Néanmoins, ils avouaient avoir levé mensuellement un tribut sur le véritable entrepreneur du crime, M. Nicolas, dit le prince, ou le duc de Bourbon.

C’était une scène étrange, car, pendant qu’ils parlaient, M. Badoît et Pistolet recueillaient avec soin les débris humains entassés dans le trou et les plaçaient dans la boîte oblongue.

Quand cette tâche fut terminée, Paul Labre prit lui-même la boîte et sortit sans prononcer une parole, M. Badoît le suivit.

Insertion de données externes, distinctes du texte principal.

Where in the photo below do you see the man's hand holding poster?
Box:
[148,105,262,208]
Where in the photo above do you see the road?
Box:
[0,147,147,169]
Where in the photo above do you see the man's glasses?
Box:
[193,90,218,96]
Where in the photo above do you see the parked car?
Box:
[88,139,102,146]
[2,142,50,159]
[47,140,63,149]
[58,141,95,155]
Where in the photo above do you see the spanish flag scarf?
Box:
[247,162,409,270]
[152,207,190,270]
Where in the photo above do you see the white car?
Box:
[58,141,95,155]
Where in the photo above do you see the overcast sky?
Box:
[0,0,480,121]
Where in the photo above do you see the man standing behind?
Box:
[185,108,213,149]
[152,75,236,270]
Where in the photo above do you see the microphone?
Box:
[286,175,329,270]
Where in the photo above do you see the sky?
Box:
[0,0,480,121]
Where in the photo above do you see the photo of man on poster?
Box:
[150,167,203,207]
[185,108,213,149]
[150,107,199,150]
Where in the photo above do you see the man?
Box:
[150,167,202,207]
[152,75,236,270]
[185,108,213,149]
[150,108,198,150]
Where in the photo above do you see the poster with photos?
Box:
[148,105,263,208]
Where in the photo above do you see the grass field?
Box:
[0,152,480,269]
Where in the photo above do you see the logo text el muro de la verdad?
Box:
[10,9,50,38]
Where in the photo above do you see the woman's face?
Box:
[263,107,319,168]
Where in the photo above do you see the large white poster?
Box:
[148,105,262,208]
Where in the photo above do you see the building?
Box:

Pistolet, avant de les imiter, dit :

— J’ai déjà fait pincer une fois le marchef, c’est assez, n’ayant jamais appartenu au gouvernement. J’ai fréquenté Mme Landerneau, honorablement, elle est belle femme. M. le baron n’irait peut-être pas jusqu’à se gêner de vous cueillir, si on avait besoin de votre témoignage en justice. C’est de vendre vos frusques et d’aller vers d’autres rivages, voir si le printemps s’avance. Je vas souper à trente francs par tête dans un cabinet particulier avec le bancroche et des dames de la première noblesse. J’ai besoin de ça pour me remettre, n’étant plus habitué à vos odeurs du peuple. Bonsoir. Si vous me rencontrez dans la rue, prière de ne pas me saluer.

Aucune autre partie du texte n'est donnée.